The common carotid arteries are directly affected by central BP, and the thickening of the CIMT is a response to high BP at the common carotid arteries⁴²⁾. A previous study reported a positive relationship between central BP and CIMT¹²⁾. Thickening of the CIMT slowly progresses^{13, 14)}, and a thick CIMT indicates that the common carotid arteries are exposed to a high BP for a long duration. Central BP and CIMT are closely related, and an offsetting effect is observed between them. The effect is small, and the highest OR is obtained in participants with higher central BP and higher CIMT in the combination analysis. It shows that each central BP and CIMT are related to new-onset HT. However, the effect size is different between the categories of age and sex.

This study is clinically important as the study population includes individuals with high normal BP, in which risk stratification is essential for the prevention of HT. Both central BP and CIMT can be measured noninvasively, and the results can be immediately obtained.
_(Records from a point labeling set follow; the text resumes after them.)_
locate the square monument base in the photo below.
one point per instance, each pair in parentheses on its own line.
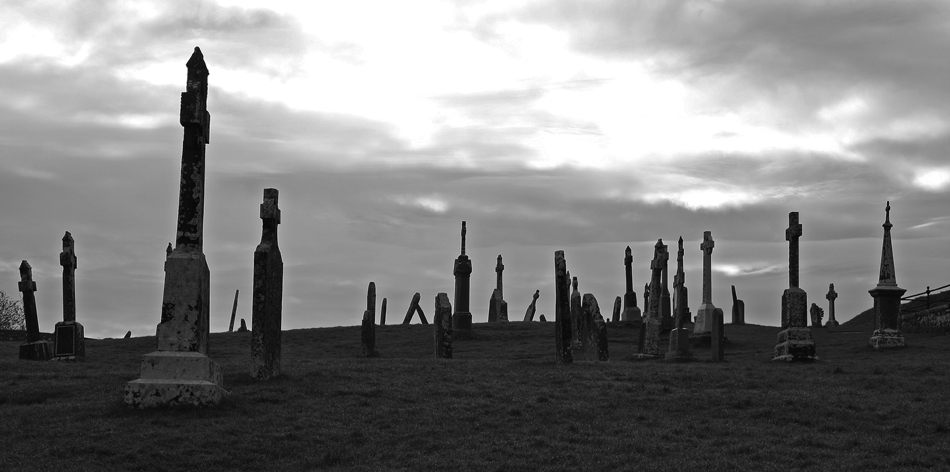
(887,339)
(173,378)
(36,351)
(795,344)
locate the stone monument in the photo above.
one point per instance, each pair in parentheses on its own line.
(630,310)
(267,296)
(562,311)
(738,309)
(702,331)
(69,342)
(795,342)
(887,296)
(462,318)
(442,324)
(831,296)
(34,349)
(179,372)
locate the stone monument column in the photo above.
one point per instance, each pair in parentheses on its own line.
(267,297)
(887,296)
(179,371)
(795,342)
(462,318)
(69,342)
Our results suggested that either central BP or CIMT should be measured, in addition to already known cardiovascular risk factors, to accurately predict new-onset HT in individuals with high normal BP. In people aged ＜60 years or female individuals, both central BP, and CIMT are effective; otherwise, CIMT is recommended for individuals aged ≥ 60 years or male individuals. To predict new-onset HT, CIMT may be better than the central BP in addition to known risk factors. This may be because central BP is correlated with brachial BP, which is an essential factor for HT, and the effect of central BP may reduce, even though central BP is an independent risk factor for HT. Accurate risk stratification can promote focused approaches, including home BP measurements, and lifestyle improvements in high-risk populations, which may prevent the onset of HT and cardiovascular events.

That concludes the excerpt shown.